[fixed]small bug in CXMLReaderImp.h

IPv6 · Post by **IPv6** » Wed Mar 11, 2009 11:23 am

There is a small bug in detecting UTF8 encoding of xml source. Because of this bug utf8 xmls with unicode characters are loaded improperly with IrrXmlReader
---
in function
bool readFile(IFileReadCallBack* callback)

we have
const unsigned char UTF8[] = {0xEF, 0xBB, 0xBF};

and later we comparing BOM with source header
if (size >= 3 && data8[0] == UTF8[0] && data8[1] == UTF8[1] && data8[2] == UTF8[2]) // Bug!

On my MSVC Express this "if" is never triggered, even if source hase this BOM in proper place.

the reason is type casting (works weird here):
- UTF8[] is "unsigned char"
- data8[] is "char" (char* data8 = new char[size])
=> (UTF8[2] = 0xBF) and (data8[2] = -63)!

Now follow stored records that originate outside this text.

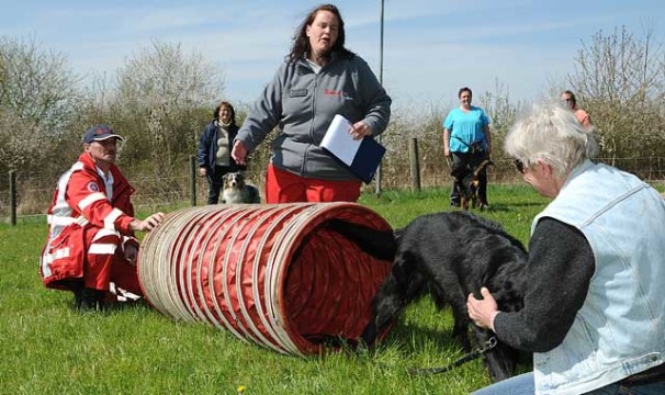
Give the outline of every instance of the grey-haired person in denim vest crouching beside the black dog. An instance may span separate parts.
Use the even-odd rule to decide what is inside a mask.
[[[552,201],[531,225],[523,308],[497,311],[486,287],[466,307],[533,352],[533,372],[475,394],[665,394],[665,201],[593,162],[593,131],[560,104],[519,119],[505,151]]]

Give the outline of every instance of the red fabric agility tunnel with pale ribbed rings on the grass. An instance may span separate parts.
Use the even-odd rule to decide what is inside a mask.
[[[356,203],[237,204],[170,213],[144,239],[138,275],[150,304],[282,353],[358,339],[391,269],[331,223],[392,228]],[[374,253],[375,255],[375,253]]]

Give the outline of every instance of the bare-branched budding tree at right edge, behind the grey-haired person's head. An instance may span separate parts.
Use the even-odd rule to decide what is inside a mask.
[[[583,43],[575,71],[566,81],[591,116],[601,155],[620,158],[660,156],[665,148],[665,53],[653,27],[635,36],[625,26],[596,33]]]

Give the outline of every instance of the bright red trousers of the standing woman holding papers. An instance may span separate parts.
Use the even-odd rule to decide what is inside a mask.
[[[304,178],[270,163],[266,172],[266,203],[356,202],[361,181]]]

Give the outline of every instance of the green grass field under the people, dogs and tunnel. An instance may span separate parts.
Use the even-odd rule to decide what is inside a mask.
[[[481,215],[528,239],[546,200],[523,185],[491,185]],[[386,191],[360,201],[402,227],[449,211],[447,190]],[[143,213],[145,214],[145,213]],[[143,215],[142,214],[142,215]],[[466,394],[488,384],[480,360],[412,377],[462,356],[448,312],[409,307],[381,347],[298,358],[239,341],[203,324],[176,323],[145,306],[108,314],[71,308],[71,294],[43,287],[45,218],[0,225],[0,394]]]

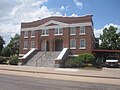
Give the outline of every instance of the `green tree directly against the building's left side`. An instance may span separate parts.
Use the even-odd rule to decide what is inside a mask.
[[[20,35],[16,34],[13,38],[11,38],[10,43],[7,45],[10,49],[10,54],[13,55],[18,55],[19,54],[19,40],[20,40]]]

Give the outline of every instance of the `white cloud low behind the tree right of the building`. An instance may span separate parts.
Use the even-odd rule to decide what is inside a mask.
[[[105,25],[103,28],[101,28],[101,29],[95,29],[95,30],[94,30],[95,37],[100,37],[100,34],[103,34],[103,29],[104,29],[104,28],[109,28],[110,26],[114,26],[114,27],[118,28],[118,32],[120,32],[120,25],[110,23],[110,24],[106,24],[106,25]]]

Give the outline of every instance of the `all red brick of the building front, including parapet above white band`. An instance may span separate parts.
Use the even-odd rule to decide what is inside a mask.
[[[49,20],[61,20],[61,22],[69,22],[69,23],[74,23],[74,21],[76,23],[80,23],[80,22],[92,22],[92,18],[91,16],[87,16],[87,17],[80,17],[80,18],[57,18],[57,17],[53,17],[53,18],[48,18],[48,19],[44,19],[41,21],[36,21],[36,22],[31,22],[31,23],[22,23],[22,28],[26,28],[26,27],[31,27],[31,25],[33,26],[38,26],[40,24],[43,24],[42,21],[47,22]],[[81,21],[82,20],[82,21]],[[52,24],[50,24],[52,25]],[[49,41],[49,50],[50,51],[54,51],[55,50],[55,40],[56,39],[62,39],[63,40],[63,47],[64,48],[70,48],[70,39],[76,39],[76,49],[70,49],[72,54],[80,54],[80,53],[91,53],[92,52],[92,48],[94,47],[94,37],[92,37],[93,34],[93,30],[91,26],[86,26],[85,27],[85,35],[79,35],[80,33],[80,27],[76,27],[76,35],[70,35],[70,27],[66,27],[63,28],[63,35],[54,35],[54,29],[50,29],[49,30],[49,36],[41,36],[41,30],[36,30],[35,32],[35,38],[31,38],[31,32],[28,32],[28,38],[24,38],[24,33],[23,31],[21,31],[21,36],[20,36],[20,54],[24,54],[27,53],[30,50],[30,42],[31,40],[35,40],[35,48],[37,48],[38,50],[41,50],[41,43],[43,40],[48,40]],[[86,49],[79,49],[80,46],[80,39],[85,39],[86,40]],[[23,50],[24,47],[24,40],[28,40],[28,49],[27,50]]]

I would suggest to add explicit type conversion on both sides to avoid any misinterpretaions. Obviously there is no overhead, just compile-time hint

if (size >= 3 && char(data8[0]) == char(UTF8[0]) && char(data8[1]) == char(UTF8[1]) && char(data8[2]) == char(UTF8[2]))

that is all

hybrid · Post by **hybrid** » Wed Mar 11, 2009 1:41 pm

Ok, if this fixes the problem I also don't see why we shouldn't add it. I'll also add a comment so no one "optimizes" it away later on

IPv6 · Post by **IPv6** » Wed Mar 11, 2009 2:53 pm

Thanks!!!